Spatial-Temporal Distribution Analysis of Industrial Heat Sources in the US with Geocoded, Tree-Based, Large-Scale Clustering
Abstract
:1. Introduction
2. Related Works
2.1. Traditional Fire Detection Methods
2.2. Approaches for Industrial Heat Source Identification
3. Datasets and Study Area
3.1. Study Area
3.2. VIIRS Active Fire Products
4. Methods
- -
- Data importing with Parallel I/O: Firstly, 3,461,260 time-series VIIRS active fire-point data ranging from 2012 to 2018 and covering the whole United States are extracted from the VNP14IMG global datasets. For I/O performance consideration, each computing node adopts an asynchronous parallel I/O operation to concurrently load in its own part of the data. These loaded fire data points are then imported into a heat point stack.
- -
- Building the geocoded quad task-tree: Secondly, following a GeoSOT global division, the local fire points in the stack of each computing node are geographically pre-grouped into initial grid tasks and are also regarded as the initial cluster center. Then, each pre-grouped grid task is encoded with a GeoSOT geographical code. Following binary-tree communication, a reduced operation over all the computing nodes is conducted to merge the grid tasks with the same geocode, and heat points inside are re-arranged. Thereafter, in a bottom-up way, a quad task-tree is built out of these grid tasks by connecting them with their neighbor grid tasks according to the GeoSOT code. The grid tasks in the tree are treated as bags of tasks waiting for issued for parallel computing.
- -
- Recursive parallel k-means clustering: The kernel processing step in the whole procedure. The computing nodes are divided into groups using a group communicator, and the grid tasks in the tree are treated as bags of tasks waiting for issued for parallel computing. Each group of computing nodes simultaneously implements recursive parallel k-means clustering with an empirical cluster number k of 2 on one selected grid task. During each iteration, the odd fire points that are extremely far from the cluster center are filtered out. Following that, the heat points in each grid task are recursively segmented until the recursive convergence condition shows that there are no more new cluster objects anymore. Moreover, a distributed, shared-memory-based data structure of heat objects is also built to ease and optimize the data communication across nodes. Eventually, the potential candidate industrial heat objects can be detected in each grid task.
- -
- Identifying heat objects: Finally, reduce all the grid tasks following the geocoded quad task-tree in a bottom-up way. The overlapped heat objects are merged in order to avoid fake objects result from over-segmentation. Whether the overlapped heat objects are merged or not is judged by the distance of objects and the size of the overlapping region. Finally, all the industrial heat objects can be identified.

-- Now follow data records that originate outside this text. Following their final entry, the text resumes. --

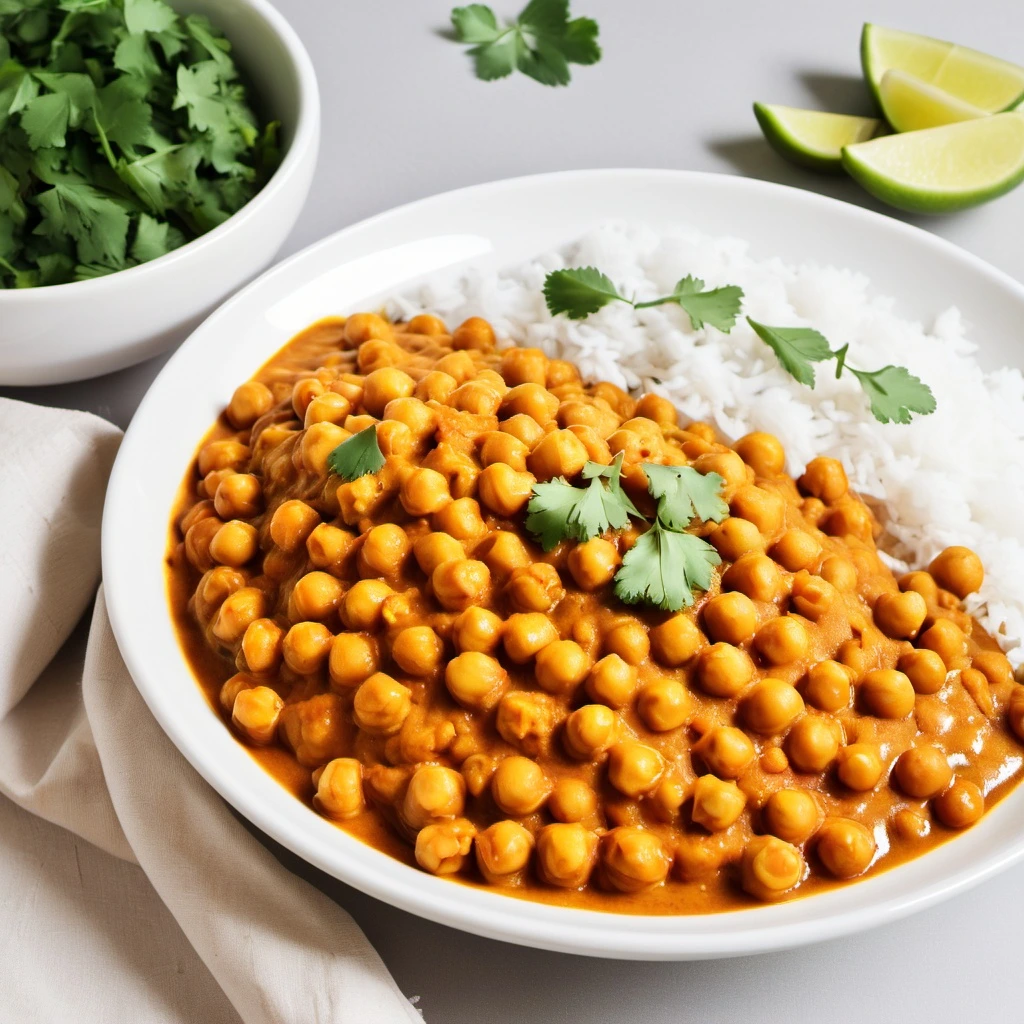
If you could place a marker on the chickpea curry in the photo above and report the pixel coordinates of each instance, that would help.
(395, 645)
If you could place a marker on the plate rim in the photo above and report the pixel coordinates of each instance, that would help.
(498, 915)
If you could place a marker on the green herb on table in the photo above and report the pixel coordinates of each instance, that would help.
(357, 456)
(559, 511)
(542, 42)
(125, 131)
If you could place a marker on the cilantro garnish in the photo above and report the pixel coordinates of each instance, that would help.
(664, 568)
(893, 391)
(356, 456)
(583, 291)
(559, 511)
(125, 130)
(542, 42)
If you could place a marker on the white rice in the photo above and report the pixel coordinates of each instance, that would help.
(953, 477)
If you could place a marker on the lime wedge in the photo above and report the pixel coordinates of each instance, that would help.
(976, 78)
(910, 104)
(942, 169)
(810, 137)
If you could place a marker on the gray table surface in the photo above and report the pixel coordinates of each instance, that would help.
(403, 118)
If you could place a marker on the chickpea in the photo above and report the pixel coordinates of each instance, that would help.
(315, 596)
(256, 712)
(812, 596)
(923, 771)
(237, 612)
(477, 629)
(519, 785)
(664, 705)
(503, 851)
(771, 707)
(235, 544)
(796, 550)
(594, 563)
(887, 693)
(730, 617)
(756, 576)
(526, 720)
(900, 615)
(717, 804)
(250, 401)
(736, 538)
(782, 640)
(353, 658)
(633, 859)
(792, 815)
(590, 731)
(381, 705)
(418, 650)
(828, 686)
(365, 327)
(434, 794)
(361, 606)
(726, 751)
(504, 491)
(813, 743)
(859, 767)
(460, 583)
(629, 640)
(525, 634)
(565, 854)
(957, 569)
(763, 453)
(339, 788)
(291, 523)
(947, 640)
(770, 867)
(824, 478)
(676, 641)
(572, 800)
(723, 670)
(561, 667)
(960, 805)
(475, 680)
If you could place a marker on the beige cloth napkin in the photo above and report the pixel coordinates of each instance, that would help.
(209, 926)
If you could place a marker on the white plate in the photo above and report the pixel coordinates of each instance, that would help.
(496, 224)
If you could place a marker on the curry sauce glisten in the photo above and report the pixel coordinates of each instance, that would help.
(396, 648)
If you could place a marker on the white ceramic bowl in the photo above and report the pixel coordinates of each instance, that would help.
(69, 332)
(497, 224)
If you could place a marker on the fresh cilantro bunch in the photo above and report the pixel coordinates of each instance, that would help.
(542, 42)
(125, 131)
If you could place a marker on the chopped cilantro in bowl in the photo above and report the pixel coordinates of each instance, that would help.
(126, 130)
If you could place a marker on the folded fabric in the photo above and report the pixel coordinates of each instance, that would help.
(79, 748)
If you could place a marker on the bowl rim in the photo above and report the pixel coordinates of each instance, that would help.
(485, 912)
(306, 128)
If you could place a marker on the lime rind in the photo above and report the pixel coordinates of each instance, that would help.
(941, 170)
(813, 138)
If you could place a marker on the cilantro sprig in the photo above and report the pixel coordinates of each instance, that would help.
(895, 394)
(583, 291)
(125, 131)
(357, 456)
(542, 42)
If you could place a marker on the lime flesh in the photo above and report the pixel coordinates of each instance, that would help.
(976, 78)
(939, 170)
(811, 137)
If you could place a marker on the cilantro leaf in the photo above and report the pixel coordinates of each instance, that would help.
(541, 43)
(664, 568)
(356, 456)
(895, 393)
(682, 493)
(580, 292)
(796, 348)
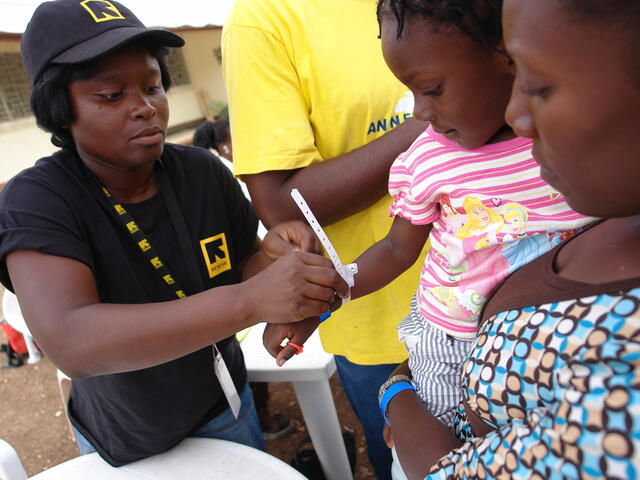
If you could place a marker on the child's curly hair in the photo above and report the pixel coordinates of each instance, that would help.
(479, 19)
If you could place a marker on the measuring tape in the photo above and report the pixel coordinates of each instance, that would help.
(346, 271)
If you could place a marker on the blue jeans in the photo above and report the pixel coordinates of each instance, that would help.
(361, 384)
(245, 430)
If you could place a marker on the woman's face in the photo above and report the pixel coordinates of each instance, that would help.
(574, 95)
(120, 113)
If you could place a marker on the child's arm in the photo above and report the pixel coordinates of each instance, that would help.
(381, 263)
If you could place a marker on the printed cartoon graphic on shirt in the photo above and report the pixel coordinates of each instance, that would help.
(216, 254)
(477, 244)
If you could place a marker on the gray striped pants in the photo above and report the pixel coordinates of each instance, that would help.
(435, 360)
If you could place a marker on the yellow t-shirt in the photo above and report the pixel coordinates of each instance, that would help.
(306, 81)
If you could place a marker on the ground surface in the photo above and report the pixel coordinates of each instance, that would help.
(32, 418)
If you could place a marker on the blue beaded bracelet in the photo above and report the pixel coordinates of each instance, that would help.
(391, 392)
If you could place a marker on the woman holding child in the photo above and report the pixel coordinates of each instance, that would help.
(551, 384)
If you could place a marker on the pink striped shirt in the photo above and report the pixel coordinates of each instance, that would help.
(491, 213)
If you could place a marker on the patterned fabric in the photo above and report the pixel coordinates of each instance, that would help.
(491, 213)
(561, 382)
(435, 361)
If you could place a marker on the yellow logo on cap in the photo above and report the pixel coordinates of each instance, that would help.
(102, 10)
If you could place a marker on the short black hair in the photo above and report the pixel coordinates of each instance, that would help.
(479, 19)
(50, 100)
(212, 134)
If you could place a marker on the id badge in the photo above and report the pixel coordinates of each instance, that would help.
(224, 377)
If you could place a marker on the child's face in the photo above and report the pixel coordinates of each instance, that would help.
(575, 98)
(459, 87)
(120, 113)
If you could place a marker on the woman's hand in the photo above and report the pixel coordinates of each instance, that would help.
(297, 333)
(294, 287)
(290, 236)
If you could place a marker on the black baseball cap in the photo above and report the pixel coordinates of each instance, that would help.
(76, 31)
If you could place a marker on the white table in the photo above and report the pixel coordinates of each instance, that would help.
(192, 459)
(310, 373)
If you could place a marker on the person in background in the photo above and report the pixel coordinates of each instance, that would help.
(551, 384)
(135, 262)
(314, 107)
(216, 136)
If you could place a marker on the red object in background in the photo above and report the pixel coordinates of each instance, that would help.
(15, 338)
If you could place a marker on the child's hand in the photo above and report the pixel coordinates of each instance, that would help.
(290, 236)
(387, 435)
(297, 333)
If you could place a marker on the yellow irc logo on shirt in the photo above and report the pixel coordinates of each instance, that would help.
(102, 10)
(216, 254)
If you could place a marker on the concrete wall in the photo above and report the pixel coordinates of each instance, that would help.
(22, 142)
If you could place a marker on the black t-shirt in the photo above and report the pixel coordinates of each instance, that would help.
(57, 208)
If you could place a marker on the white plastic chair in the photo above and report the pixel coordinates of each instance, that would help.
(10, 466)
(13, 316)
(64, 385)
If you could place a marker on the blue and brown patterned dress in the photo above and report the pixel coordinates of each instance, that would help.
(557, 383)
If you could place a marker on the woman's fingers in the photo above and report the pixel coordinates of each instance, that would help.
(298, 335)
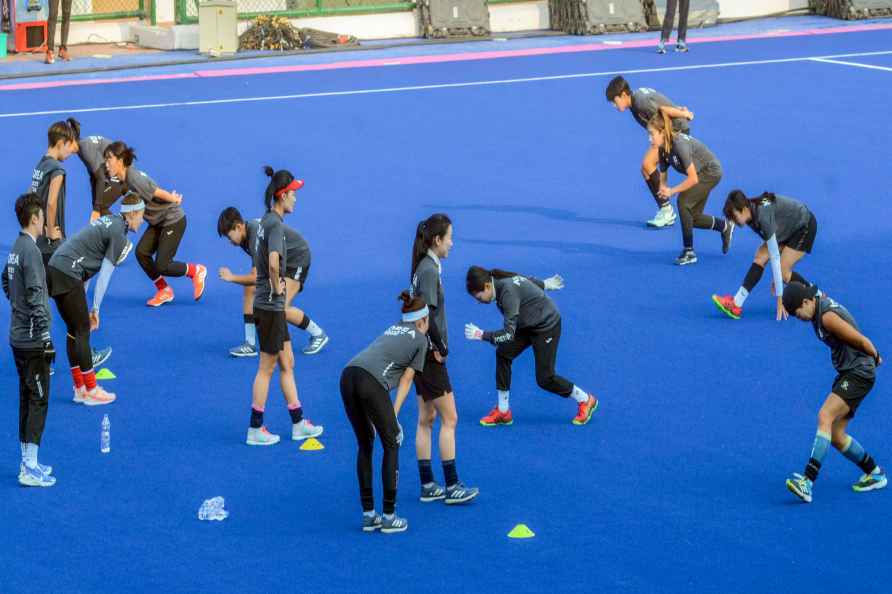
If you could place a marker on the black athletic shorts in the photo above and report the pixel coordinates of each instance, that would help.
(59, 283)
(299, 274)
(804, 239)
(433, 382)
(853, 389)
(272, 330)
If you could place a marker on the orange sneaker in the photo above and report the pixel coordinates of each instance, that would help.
(497, 417)
(163, 296)
(98, 397)
(586, 410)
(201, 273)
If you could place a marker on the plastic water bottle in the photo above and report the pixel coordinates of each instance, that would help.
(105, 436)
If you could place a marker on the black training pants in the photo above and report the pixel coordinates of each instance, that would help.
(51, 23)
(72, 306)
(34, 389)
(161, 242)
(545, 346)
(684, 7)
(369, 409)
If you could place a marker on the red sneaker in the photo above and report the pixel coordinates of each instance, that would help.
(726, 304)
(201, 273)
(163, 296)
(586, 410)
(497, 417)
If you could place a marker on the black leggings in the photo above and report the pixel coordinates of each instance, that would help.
(684, 7)
(72, 306)
(34, 389)
(544, 350)
(161, 242)
(51, 23)
(369, 409)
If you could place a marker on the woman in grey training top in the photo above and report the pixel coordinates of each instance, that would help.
(433, 240)
(703, 172)
(391, 361)
(105, 189)
(531, 319)
(166, 226)
(788, 229)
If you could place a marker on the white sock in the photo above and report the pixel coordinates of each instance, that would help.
(579, 395)
(503, 400)
(30, 457)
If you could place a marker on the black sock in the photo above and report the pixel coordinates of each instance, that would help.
(812, 469)
(868, 464)
(297, 414)
(795, 277)
(256, 418)
(753, 275)
(450, 473)
(425, 472)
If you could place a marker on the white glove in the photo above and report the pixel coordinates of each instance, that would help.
(472, 332)
(554, 283)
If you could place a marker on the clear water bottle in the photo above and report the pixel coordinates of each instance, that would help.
(105, 436)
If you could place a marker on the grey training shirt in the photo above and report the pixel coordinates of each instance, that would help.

4.1. Building a GeoSOT-Encoded Quad Task-Tree
4.1.1. Pre-Grouping Based on GeoSOT Global Division
- -
- Firstly, calculate GeoSOT code for fire hotspots to find exact grids the fires are in. Each processor calculates the GeoSOT-encoded grid ID for each fire hotspot located in a local fire hotspots stack according to the GeoSOT global division method. With the longitude and latitude values of the fire hotspots in the geographic coordinate system as well as the size of the basic grid cell, the GeoSOT-encoded grid ID can be easily determined with the GeoSOT discrete grid model. Here, we adopt a maximum level of 33 for the GeoSOT model, since a tiny grid size could always lead to over-segmentation of objects.
- -
- Then, pre-group the fire hotspots by their GeoSOT codes. The processor then creates a stack to store these fire hotspots groups and checks the tagged fire hotspots. If the GeoSOT codes of the tagged fire hotspots are totally new, then it creates a new group tagged with this GeoSOT grid ID and puts this new group into a group stack. Otherwise, if there already exists a group tagged with this GeoSOT code, then it inserts these fire hotspots into this group. Then, if the stack of fire hotspots is not empty, it goes back to calculate its GeoSOT-encoded grid ID and does the pre-grouping until all the fire hotspots are handled.
- -
- Finally, build the GeoSOT-encoded grid tasks across processors. After all the fire hotspots in each processor are locally pre-grouped, these initial fire hotspot groups with the same GeoSOT grid code are still randomly scattered across the processors. Thus, reducing these initial groups is inevitable. For performance consideration, a binary-tree communication structure is employed for reducing the fire hotspot groups. Following a bottom–top order along the binary communication tree, each processor reduces the initial fire hotspot groups with its near neighbor . In a case in which these two processors both have fire hotspot groups with the same GeoSOT grid ID, they are merged to a single group. Afterward, the reduced processor continues to reduce with the (where k is the depth of the binary-tree) until the root processor. Eventually, a GeoSOT-encoded grid task is built out from the reduced initial fire hotspot group in which all fire hotspots in the same GeoSOT grid are merged. In order to ease the data exchanging among the binary-tree communication structure, virtual distributed shared memory across processors is constructed with a one-side communication operator of MPI (Message Passing Interface). Each processor puts its initial fire hotspots group stack data into the virtual distributed shared memory for easy sharing with neighboring processors.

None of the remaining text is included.